Files
stack/docs/plans/2026-05-07-coordination-resilience.md

235 lines
7.9 KiB
Markdown

# Mosaic Stack ↔ Hermes Coordination Resilience
> Purpose: document the self-healing coordination patterns that emerged while implementing the Hermes mission toolset, distress-card protocol, and auto-heal watchers, so the same mechanics can be reimplemented in Mosaic Stack or any similar agent platform.
## Summary
The coordination layer should be treated as a system of mechanical recovery loops rather than a single interactive agent session.
## SIBKISS operational summary
- mission on
- heartbeat always
- resume from packet
- block with `[BLOCKED]`
- reassign
- keep tasks tiny
- auto-heal dead workers
The design has four parts:
1. Atomic task decomposition — workers operate only within a small, explicit scope.
2. Distress signaling — workers create a standardized `[BLOCKED]` card when they encounter a blocker outside their scope.
3. Mechanical fallback — if the worker cannot phone home because of rate limits or dead context, a cron-style watcher synthesizes the distress card for them.
4. Auto-heal / reassignment — stale workers are reaped, crash-loops are reset, and rate-limited work is reassigned to a different profile/provider.
## Why this exists
Observed failure modes:
- Scope creep: a worker completes the target fix, then spends the rest of its budget chasing downstream cascade work.
- Silent failure / dead worker: the worker PID is gone, but the task remains running or blocked.
- Rate-limited worker: the worker is too constrained to create a help card itself, so it spins or fails without a clean handoff.

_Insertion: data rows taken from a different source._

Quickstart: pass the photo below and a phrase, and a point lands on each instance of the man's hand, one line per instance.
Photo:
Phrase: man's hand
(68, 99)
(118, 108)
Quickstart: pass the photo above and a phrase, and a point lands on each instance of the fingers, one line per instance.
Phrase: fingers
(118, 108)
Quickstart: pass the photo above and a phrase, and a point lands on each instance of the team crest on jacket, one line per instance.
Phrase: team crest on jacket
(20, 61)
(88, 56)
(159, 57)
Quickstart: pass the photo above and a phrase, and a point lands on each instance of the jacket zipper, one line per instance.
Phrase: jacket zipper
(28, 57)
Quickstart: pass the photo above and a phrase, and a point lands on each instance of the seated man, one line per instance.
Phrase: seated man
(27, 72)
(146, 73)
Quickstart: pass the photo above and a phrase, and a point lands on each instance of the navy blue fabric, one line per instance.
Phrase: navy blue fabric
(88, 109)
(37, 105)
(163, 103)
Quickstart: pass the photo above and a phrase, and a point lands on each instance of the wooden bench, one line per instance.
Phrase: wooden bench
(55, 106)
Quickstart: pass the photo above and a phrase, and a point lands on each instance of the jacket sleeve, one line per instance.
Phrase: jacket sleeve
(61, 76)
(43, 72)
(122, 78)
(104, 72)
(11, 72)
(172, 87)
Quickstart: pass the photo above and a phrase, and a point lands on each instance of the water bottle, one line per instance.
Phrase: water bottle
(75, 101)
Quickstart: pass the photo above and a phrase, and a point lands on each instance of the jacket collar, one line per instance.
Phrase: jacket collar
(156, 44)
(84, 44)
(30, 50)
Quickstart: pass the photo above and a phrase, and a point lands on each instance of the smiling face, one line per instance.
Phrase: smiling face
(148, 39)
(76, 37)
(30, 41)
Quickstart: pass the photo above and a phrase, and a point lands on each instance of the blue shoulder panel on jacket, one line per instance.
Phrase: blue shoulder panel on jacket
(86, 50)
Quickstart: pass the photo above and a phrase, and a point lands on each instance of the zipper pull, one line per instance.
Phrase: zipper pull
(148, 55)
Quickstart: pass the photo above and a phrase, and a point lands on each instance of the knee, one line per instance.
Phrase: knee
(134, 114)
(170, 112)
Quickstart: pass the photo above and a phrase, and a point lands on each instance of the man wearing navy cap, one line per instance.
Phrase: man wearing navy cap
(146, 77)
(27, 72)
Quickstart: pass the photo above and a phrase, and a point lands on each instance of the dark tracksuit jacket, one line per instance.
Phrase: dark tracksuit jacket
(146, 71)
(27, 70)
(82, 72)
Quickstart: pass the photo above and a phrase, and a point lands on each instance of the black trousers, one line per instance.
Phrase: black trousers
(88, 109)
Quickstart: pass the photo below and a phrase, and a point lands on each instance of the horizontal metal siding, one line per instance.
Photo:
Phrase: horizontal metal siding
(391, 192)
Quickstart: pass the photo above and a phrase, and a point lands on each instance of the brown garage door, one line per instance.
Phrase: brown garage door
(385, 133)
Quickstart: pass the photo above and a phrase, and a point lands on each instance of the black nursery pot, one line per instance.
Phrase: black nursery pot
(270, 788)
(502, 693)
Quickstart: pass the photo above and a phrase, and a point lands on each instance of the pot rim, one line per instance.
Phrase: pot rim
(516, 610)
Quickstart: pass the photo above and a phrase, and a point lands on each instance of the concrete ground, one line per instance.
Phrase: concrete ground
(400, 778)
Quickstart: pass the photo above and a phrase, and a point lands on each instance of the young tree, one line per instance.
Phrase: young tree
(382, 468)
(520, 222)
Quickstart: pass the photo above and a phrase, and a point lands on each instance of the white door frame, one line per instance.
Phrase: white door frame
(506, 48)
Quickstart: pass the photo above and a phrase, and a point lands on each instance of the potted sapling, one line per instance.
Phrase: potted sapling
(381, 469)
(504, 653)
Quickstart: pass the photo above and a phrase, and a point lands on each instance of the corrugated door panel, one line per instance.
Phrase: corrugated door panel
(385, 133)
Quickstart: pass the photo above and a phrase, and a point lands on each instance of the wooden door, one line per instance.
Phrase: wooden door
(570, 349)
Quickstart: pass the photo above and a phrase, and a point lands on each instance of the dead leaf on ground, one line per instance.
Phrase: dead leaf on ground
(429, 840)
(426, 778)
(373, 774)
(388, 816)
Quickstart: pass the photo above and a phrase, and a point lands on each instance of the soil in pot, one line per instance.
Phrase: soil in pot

The answer is not to raise iteration caps or ask the worker to keep trying longer. The answer is to make the coordination layer self-healing and the work items atomic.
## Core workflow
### 1) Atomic task boundaries
Every task should have:
- one concern
- explicit files/packages in scope
- explicit files/packages out of scope
- a maximum file count if possible
- a stated expected iteration budget
When a worker discovers work outside scope, it must stop fixing it and hand off.
### 2) Worker-authored distress card
If the worker can still report status, it creates a card like:
- Title: `[BLOCKED] t_<source_id> <blocker_type>`
- Assignee: `tuesday` / orchestrator role
- Status: `ready`
- Body: standardized distress template with source task, blocker type, completed work, cannot-touch scope, and needed action
The orchestrator receives the card, acts on it, and closes the loop.
## Routing rules
### Distress card routing
- Title: `[BLOCKED] t_<source_id> <blocker_type>`
- Assignee: `tuesday` / orchestrator role
- Status: `ready`
- Body: standardized distress template with source task, blocker type, completed work, cannot-touch scope, and needed action
- Source task stays linked to the distress card so the recovery trail is auditable
The orchestrator receives the card, acts on it, and closes the loop.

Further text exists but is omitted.